家の外がやけにうるさいと思ったら、三連休だった。

子どもたちが集団で自転車を乗り回している。

もしかしたらもう夏休みなのかもしれない。

それで昼間、マラソンをする人を見かけたのだ。いつも見かけるのは夕方なのに。

 

道路は公のものなので、どんなふうに通ろうと勝手なのだけれど、毎日しずかな家の外で、ふいに子どものすっとんきょうな声がすると、どきりとする。

夏休みで、たのしくて、開放的な気持ちを表現したくて、でもほかに表現方法が見つからないからその声をだしたのだ、と結論づけられるのは、それが子どもの声だとわかったあとで、なんであんな声を上げたのかしら、助けを呼んでいるのかしら、あるいは警告かしら、いや助けや警告ならもっと声が続いているはずだ、と一通り考え、しばらくのあいだ待っても同じような声が聞こえないことを確認して、やっと至れる。

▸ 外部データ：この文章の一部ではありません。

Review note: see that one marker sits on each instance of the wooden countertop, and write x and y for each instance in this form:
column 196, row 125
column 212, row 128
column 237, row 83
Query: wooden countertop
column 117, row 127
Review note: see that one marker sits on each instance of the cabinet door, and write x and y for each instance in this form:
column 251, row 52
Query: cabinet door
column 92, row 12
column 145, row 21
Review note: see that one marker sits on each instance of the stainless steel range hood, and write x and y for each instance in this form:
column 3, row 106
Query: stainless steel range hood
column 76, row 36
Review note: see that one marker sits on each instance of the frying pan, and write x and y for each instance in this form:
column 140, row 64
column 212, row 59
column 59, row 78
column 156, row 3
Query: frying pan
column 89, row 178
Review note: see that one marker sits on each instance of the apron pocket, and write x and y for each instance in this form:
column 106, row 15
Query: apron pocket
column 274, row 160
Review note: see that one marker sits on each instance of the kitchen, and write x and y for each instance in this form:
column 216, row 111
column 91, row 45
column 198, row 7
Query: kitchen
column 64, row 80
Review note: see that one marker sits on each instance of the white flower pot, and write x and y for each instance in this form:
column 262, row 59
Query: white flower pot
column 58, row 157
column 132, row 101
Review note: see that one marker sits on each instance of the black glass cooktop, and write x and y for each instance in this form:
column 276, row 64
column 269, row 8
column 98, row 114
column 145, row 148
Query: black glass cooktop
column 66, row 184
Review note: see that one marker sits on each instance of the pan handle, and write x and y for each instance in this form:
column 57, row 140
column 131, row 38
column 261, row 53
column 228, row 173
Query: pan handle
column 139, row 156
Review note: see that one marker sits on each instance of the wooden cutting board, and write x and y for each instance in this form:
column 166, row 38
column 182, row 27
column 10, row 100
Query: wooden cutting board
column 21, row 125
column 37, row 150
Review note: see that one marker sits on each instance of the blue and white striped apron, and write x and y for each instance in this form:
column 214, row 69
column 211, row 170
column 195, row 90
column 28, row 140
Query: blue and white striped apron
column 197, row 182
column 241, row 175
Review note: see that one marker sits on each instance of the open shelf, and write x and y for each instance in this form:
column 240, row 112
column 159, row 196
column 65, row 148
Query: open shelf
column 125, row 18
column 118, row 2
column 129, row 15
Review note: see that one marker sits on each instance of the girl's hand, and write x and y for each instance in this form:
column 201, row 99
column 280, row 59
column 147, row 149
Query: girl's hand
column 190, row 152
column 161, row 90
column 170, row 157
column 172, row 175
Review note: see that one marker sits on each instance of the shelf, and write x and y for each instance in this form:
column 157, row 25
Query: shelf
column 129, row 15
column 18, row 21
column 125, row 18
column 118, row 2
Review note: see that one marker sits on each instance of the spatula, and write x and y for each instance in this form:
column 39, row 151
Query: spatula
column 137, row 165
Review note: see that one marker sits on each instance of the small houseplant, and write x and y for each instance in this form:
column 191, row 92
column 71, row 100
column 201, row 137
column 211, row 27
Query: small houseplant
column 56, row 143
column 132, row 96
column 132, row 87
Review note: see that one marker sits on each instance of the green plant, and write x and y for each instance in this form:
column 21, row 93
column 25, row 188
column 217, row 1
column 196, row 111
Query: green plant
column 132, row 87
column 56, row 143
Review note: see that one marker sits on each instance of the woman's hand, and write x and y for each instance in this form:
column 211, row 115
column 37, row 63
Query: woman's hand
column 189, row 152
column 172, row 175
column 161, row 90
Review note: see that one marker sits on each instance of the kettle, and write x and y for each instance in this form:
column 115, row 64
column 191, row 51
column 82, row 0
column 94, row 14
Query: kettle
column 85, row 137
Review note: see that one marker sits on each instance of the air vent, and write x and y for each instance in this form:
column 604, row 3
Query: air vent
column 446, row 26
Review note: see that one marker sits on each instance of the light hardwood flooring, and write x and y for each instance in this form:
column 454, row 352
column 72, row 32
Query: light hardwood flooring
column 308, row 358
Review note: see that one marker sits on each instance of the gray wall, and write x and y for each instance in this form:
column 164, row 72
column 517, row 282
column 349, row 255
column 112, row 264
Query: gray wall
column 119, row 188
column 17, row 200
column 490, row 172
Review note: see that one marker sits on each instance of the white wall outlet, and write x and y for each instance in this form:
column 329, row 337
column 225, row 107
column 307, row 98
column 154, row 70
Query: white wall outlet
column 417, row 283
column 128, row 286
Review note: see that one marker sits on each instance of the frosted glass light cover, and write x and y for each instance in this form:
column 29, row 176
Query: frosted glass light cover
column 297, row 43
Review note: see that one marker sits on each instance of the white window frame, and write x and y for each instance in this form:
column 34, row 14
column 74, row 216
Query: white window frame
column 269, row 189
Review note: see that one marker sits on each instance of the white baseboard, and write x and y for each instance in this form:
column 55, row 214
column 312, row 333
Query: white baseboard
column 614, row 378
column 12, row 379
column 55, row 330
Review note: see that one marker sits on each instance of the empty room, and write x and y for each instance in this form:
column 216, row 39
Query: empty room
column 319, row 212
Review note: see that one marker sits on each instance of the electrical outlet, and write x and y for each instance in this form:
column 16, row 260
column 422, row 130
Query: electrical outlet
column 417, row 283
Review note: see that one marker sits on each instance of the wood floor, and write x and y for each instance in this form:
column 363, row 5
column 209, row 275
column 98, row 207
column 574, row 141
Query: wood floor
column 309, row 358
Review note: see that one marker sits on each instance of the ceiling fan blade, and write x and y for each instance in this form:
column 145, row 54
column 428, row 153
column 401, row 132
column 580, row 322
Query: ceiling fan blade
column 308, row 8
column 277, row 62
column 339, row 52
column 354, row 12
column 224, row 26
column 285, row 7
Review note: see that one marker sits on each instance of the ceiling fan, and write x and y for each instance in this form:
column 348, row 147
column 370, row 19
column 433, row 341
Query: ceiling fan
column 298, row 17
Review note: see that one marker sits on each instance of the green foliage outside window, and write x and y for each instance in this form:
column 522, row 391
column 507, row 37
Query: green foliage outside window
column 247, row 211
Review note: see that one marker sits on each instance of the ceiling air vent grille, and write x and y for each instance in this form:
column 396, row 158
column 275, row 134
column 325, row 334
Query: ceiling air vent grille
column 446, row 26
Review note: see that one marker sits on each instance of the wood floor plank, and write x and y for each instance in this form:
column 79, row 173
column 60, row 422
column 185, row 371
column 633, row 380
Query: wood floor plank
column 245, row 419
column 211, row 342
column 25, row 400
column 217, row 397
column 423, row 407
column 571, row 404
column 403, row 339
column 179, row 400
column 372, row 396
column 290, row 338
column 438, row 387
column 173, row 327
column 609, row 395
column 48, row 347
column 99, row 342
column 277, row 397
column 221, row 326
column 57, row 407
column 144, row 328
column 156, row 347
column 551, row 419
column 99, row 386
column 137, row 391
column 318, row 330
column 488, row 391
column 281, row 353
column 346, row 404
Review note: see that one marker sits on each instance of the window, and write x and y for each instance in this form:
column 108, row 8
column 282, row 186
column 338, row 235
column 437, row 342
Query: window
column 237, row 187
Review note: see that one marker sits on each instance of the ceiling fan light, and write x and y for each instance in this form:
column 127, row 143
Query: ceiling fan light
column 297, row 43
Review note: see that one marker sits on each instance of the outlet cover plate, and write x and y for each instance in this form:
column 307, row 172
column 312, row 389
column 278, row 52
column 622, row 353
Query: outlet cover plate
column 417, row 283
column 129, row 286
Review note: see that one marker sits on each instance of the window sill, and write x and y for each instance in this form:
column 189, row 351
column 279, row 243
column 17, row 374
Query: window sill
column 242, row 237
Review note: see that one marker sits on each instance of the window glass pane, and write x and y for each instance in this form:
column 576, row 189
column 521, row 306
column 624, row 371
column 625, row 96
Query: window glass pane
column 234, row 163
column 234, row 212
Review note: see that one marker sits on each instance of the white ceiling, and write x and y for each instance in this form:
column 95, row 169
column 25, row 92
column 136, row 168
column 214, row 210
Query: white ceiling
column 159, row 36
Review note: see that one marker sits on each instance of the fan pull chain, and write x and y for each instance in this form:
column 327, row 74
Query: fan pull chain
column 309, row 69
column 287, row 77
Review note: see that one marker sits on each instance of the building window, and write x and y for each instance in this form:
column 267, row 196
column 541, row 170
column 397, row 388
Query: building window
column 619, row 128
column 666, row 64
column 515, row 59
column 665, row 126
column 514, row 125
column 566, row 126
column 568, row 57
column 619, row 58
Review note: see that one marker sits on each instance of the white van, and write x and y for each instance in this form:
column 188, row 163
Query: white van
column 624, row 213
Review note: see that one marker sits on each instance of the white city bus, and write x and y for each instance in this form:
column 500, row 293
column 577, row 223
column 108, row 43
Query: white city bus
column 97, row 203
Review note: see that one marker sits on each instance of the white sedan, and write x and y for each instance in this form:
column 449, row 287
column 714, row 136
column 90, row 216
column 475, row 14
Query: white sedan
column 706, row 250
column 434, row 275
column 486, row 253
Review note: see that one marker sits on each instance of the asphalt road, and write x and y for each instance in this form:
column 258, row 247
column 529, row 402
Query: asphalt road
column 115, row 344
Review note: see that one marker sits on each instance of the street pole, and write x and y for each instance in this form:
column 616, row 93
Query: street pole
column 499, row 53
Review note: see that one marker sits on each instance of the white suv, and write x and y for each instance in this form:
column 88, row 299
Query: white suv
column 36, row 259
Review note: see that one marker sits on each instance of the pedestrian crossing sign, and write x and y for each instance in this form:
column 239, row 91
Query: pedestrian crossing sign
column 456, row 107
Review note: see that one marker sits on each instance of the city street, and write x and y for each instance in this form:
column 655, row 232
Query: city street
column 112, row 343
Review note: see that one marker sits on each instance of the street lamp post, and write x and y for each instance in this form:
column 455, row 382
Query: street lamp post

だから、わたしはパソコンに向かっていたり、本を読んだりしているだけなのだけれど、しずかに疲弊する。

その声がしたことによって、耳をそばだて、見えない状況を判断しようとする、いつも使っていない神経が半ば強引に動員されるから。

それで、やるべきことがあるのにどうも熱中できない、ということになる。

できると思っていたことができないと、精神的に参る。

 

おもてにでたい気持ちになって、でることにした。

畑で除草をしていると、お隣さんがやってきて、おしゃべりをしていった。

おしゃべりというより地元の大農家兼市議会議員の疑惑話で、でも実体験が伴っているので妙に説得力があった。

話はこうだった。

先日、お隣さんが市の補助金制度を利用したいと申請した。

それは、応募者多数のため抽選で選ばれ、あらかじめ総応募者数も知らされていたのだが、くじびきで行う抽選を見に行ったところ、くじの箱から聞こえる紙の音は、応募者ほどの数が入っているようなたくさんの音には聞こえなかった。

お隣さんは落選した。

くじびきは見せかけで、最初から当選する人が決まっていたのでは、という疑念は、直前、疑惑の市議会議員が、その制度を知らなかったらしい知り合いに制度を利用すればいいと進言し、「きっと受かるから」と言い添え、その人は本当に当選したことでさらに強まったという。

さらに、以前にも議員がらみでこういうことがあった、とも話してくれた。

お隣さんの畑の斜面が崩れたとき、市は土嚢を積んで放置しただけだった。

しかし、お隣さんのさらに隣の人の畑の斜面が崩れたとき、市はすぐさま防波堤のように立派な補強をした。

お隣さんはただの農家だが、その隣の人は、市議会議員の後援会かなにかに携わっていた人だった。

 

「お金が流れる先は、最初から決まってる」

お隣さんがつぶやいたことは、国でも行われていることだ、と、最近本で読んで知ったところだったので、驚いた。

昨今のおかしな政治と、本で知ったこと、疑惑の地元議員とお金のことが、お隣さんの話で一本の線につながった。

選挙がちかい。

くじびきで受かる人は、最初から決まっている。